Wer damals versuchte Kinder heimlich nachzuholen und ertappt wurde, wurde strafweise als Ruderer auf venezianische Galeeren verkauft.

Die Vertreibung unter Fürsterzbischof Firmian

Nach einer ruhigen Zeit unter den gemäßigten Fürsterzbischöfen Johann Ernst Graf von Thun und Hohenstein und Franz Anton Graf Harrach wurde die Lage der Evangelischen in den Salzburger Landen sehr ernst, als Firmian den erzbischöflichen Stuhl bestieg. Er rief aus Bayern die Jesuiten in das Land, um mit ihrer Hilfe das evangelische Glaubensbekenntnis auszurotten.

Auf den Marktplätzen oder auf freiem Feld veranstalteten die Jesuiten große Versammlungen, zu denen alle Einwohner kommen mussten. Das Fernbleiben wurde streng bestraft. Die Ketzergerichte mehrten sich, die Kerker füllten sich, hohe Geldstrafen wurden verhängt. Aber alle Bekehrungsversuche der Jesuiten hatten nur den Erfolg, dass die Evangelischen sich zu um so freudigerem Bekenntnis ihres Glaubens zusammen schlossen.
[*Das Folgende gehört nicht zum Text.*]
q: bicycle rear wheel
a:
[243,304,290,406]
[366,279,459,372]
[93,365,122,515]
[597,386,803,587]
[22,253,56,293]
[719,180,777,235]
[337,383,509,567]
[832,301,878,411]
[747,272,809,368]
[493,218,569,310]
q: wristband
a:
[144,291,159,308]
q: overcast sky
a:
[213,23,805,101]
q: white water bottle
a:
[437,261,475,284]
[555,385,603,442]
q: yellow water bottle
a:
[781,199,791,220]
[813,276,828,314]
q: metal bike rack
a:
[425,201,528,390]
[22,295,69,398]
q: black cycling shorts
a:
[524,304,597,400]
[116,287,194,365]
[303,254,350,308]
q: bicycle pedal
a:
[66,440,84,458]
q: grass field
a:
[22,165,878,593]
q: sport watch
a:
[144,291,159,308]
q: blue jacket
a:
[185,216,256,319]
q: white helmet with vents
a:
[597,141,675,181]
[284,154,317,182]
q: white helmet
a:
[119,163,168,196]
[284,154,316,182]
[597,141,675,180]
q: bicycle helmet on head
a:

Versuch der Protestanten nach friedlicher Lösung

Am 10. Juli 1731 überreichten 16 Bauern des Salzbundes dem Vikar von St. Veit im Pongau ein Schriftstück, in dem sie sich offen zum evangelischen Glauben bekannten und mitteilten, dass sich die Evangelischen Beschwerde führend an das »Corpus Evangelicorum« in Regensburg, die Vertretung der evangelischen Fürsten, gewandt und ihre Hilfe angerufen hätten. Der Vikar berichtete darüber dem Dechanten in Werfen und schilderte ihm die Urheber des Schriftstücks als Rebellen, die mit Aufruhr drohten.

Ebenfalls schon im Juli 1731 hatte aber Fürsterzbischof Firmian erste Soldaten in die Gebirgsgaue geschickt und wichtige Orte und Pässe besetzen lassen. Bei den evangelischen Fürsten suchte man die Evangelischen in den Salzburger Landen als Rebellen zu verdächtigen, um ihnen deren Teilnahme zu entziehen. Um einer Untersuchung durch die Reichsregierung zuvorzukommen, kündigte Firmian eine Kommission an, die die Beschwerden der Evangelischen untersuchen solle. Im Juli 1731 begann diese in Werfen ihre Arbeit, die sie im Lauf des Juli von Ort zu Ort fortsetzte.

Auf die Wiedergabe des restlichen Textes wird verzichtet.